Ao longo da história, no decorrer dessas etapas, o homem adquiriu consciência suficiente sobre suas eventuais capacidades e habilidades para realização de determinados atos técnicos que gerassem resultados específicos e esperados. Além disso, percebeu que a técnica não é um acaso da natureza ou da circunstância, como poderia ser considerado num primeiro estágio. A técnica não seria, portanto, fixa, mas uma quantidade ilimitada de atividades e possibilidades.

As infinidades de perspectivas permitidas pela técnica possibilitaram um enorme crescimento de atos e resultados técnicos que integraram toda a vida social.

Enquanto na Idade Média, na época do artesão, a técnica e a naturalidade do homem pareciam compensar-se e a equação de condições em que a existência se apoiava lhe permitia beneficiar-se do dom humano para adaptar o mundo ao homem, mas sem que isso levasse a desnaturalizar-lhe, hoje os supostos técnicos da vida superam gravemente os naturais, de sorte tal que materialmente o homem não pode viver sem a técnica a que chegou (ORTEGA Y GASSET, 1963 p. 87).

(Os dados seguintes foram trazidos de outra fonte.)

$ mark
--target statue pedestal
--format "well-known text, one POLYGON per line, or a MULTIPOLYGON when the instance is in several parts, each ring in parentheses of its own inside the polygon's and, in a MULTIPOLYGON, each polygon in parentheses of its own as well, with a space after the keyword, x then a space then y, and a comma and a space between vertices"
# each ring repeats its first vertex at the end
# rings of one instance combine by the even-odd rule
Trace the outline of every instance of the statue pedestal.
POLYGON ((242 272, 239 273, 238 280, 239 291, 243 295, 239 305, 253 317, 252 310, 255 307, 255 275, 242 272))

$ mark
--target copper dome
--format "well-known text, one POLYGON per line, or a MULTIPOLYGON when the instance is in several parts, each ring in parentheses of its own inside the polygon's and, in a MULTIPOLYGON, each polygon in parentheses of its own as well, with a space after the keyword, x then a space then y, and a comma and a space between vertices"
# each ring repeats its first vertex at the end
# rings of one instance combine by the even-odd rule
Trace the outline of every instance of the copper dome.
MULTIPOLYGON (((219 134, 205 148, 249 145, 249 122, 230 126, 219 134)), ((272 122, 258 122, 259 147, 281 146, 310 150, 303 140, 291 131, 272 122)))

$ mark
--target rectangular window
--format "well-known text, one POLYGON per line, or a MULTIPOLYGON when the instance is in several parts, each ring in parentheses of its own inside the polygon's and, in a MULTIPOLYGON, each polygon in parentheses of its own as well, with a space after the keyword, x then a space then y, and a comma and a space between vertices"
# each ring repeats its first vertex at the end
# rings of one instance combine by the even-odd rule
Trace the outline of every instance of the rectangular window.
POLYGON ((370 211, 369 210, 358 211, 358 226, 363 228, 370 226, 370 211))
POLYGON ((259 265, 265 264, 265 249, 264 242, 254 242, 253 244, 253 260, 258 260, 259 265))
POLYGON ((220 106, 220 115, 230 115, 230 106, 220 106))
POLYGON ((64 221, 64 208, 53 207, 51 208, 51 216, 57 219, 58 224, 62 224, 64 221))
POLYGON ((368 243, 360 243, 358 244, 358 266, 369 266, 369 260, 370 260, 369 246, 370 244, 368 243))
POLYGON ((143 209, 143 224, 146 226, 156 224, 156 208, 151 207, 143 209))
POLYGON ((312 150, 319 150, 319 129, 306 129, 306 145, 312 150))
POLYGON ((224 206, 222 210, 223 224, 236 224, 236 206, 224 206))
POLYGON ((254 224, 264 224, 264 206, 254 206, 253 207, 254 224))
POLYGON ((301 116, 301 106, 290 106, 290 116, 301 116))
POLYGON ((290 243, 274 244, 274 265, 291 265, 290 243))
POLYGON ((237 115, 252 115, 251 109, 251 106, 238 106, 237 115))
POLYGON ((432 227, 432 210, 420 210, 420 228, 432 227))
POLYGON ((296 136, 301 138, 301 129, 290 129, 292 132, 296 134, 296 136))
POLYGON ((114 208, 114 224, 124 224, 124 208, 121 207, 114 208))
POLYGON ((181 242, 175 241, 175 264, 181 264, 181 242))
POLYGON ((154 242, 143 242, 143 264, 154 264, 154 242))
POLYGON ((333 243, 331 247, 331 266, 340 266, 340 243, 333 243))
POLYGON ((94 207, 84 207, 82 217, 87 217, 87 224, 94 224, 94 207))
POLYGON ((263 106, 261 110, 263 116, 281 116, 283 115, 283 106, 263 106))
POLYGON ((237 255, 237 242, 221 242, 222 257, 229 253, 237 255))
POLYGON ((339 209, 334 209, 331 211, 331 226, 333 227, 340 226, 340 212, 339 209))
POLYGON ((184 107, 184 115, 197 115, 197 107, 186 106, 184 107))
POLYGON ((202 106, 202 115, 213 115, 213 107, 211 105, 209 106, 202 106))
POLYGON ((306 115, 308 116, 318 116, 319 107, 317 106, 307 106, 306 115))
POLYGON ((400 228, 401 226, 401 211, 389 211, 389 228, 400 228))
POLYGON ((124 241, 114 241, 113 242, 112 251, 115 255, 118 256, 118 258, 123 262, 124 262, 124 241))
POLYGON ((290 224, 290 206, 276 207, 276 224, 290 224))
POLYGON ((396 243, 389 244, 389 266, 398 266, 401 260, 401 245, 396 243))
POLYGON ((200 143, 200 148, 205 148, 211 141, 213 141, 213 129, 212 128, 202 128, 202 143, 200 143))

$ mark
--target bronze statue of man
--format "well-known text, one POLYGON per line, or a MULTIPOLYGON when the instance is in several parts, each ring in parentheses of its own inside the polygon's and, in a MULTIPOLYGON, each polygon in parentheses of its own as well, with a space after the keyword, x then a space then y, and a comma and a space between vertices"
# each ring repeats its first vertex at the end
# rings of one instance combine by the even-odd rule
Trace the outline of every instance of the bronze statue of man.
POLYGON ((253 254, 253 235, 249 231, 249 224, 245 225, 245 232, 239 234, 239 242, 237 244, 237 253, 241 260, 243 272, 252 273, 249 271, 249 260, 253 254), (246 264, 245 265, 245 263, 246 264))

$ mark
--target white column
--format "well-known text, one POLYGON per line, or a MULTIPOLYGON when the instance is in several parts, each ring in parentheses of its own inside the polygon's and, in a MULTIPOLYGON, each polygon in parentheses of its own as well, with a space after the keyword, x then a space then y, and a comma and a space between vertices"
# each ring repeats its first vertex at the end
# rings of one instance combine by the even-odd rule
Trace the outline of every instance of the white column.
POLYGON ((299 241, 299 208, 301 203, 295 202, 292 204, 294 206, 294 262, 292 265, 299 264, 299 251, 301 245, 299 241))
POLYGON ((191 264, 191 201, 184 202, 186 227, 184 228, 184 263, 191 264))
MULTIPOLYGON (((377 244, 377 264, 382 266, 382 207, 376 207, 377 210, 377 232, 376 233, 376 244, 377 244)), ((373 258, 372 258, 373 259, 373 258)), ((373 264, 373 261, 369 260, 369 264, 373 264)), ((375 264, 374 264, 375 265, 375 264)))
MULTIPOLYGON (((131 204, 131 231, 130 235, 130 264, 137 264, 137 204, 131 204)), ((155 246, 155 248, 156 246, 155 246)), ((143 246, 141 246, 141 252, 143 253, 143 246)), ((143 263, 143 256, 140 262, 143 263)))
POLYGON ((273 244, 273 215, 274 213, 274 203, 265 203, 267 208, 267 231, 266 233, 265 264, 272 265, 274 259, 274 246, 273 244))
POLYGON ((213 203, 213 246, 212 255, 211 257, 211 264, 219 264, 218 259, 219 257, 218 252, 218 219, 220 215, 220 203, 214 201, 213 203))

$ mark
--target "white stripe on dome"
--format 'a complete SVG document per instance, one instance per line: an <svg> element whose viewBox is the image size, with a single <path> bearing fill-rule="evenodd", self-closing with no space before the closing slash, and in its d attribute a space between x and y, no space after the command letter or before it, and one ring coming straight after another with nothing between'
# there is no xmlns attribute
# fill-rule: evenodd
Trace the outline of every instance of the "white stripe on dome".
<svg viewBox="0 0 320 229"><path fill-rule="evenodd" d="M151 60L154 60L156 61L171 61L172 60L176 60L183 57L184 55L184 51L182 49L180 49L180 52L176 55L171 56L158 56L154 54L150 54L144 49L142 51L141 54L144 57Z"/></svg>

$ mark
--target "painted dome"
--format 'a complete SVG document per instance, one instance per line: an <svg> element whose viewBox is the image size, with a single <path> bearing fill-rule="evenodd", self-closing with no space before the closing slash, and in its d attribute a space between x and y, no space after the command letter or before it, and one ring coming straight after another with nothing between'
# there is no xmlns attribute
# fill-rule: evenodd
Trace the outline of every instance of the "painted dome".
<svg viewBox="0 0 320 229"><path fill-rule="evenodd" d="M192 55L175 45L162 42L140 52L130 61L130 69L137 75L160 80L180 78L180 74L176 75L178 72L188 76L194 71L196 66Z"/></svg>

Na Idade Média, o inventar não podia constituir um ofício porque o homem ignorava seu próprio poder de invenção. Hoje, pelo contrário, o técnico se dedica como à atividade mais normal e preestabelecida à construção, invenção, inovação, sendo este último, inclusive, um dos aspectos mais marcantes de nossa atualidade.

Entretanto, Mitcham (1989), quando fala da periodização proposta por Ortega y Gasset (1963), destaca que na primeira fase (a técnica do acaso) não há um método para descobrir ou transmitir as técnicas utilizadas; na seguinte (a técnica do artesão), já há algumas técnicas conscientes transmitidas entre gerações por uma classe especial: a dos artesãos. Todavia, há apenas "destreza e não ciência".

De acordo com Simondon (1989, p. 46), “O artesanato corresponde ao estado primitivo de evolução dos objetos técnicos. A indústria corresponde ao estado concreto”. Sendo assim, seria apenas na terceira fase (a técnica do técnico ou do engenheiro) que se instala um estudo consciente: a tecnologia como desenvolvimento de um modo de pensar o homem vinculado à ciência moderna.

Heidegger (1992) resume esse debate propondo que existem apenas dois grandes períodos na evolução da técnica: a técnica dos antigos e a técnica dos modernos. Ainda segundo ele, no começo da história social do planeta, ou no período da técnica dos antigos, havia tantos sistemas técnicos quantos eram os lugares e os grupos humanos. Estes, servidos apenas pelas técnicas do corpo, carentes de mobilidade, eram dependentes de áreas geográficas restritas, onde os recursos de sua inteligência e os recursos naturais combinados permitiam a emergência de modos de fazer dependentes do entorno imediato. Cada ponto habitado da superfície terrestre constituía, então, um conjunto coerente, formado sobre uma dada fração do planeta por uma população local, pelas técnicas locais, por um sistema político local e um regime econômico também local.

Porém cada período vê nascer uma nova geração técnica que o caracteriza. Esse novo subsistema, por se mostrar mais eficaz que os demais, emerge como um subsistema hegemônico. No passado, os respectivos sistemas hegemônicos não dispunham de um alcance global, podendo estar ausentes em certos países ou em certas regiões. Hoje estes sistemas técnicos tornam proporções globais, não mais sistemas técnicos locais, e sim globais, se tornam uma “uma

unicidade técnica” (SANTOS, 2006, p. 125).

Hoje, as técnicas estão potencializadas no coração da atividade contemporânea de controle, de reconstrução da matéria e da vida. Acrescentamos que a fonte das mutações técnicas é ela a própria técnica, afinal, a forma como se combinam as técnicas de diferentes idades têm consequências sobre as formas de vida das pessoas de dado momento histórico e na própria composição do espaço geográfico.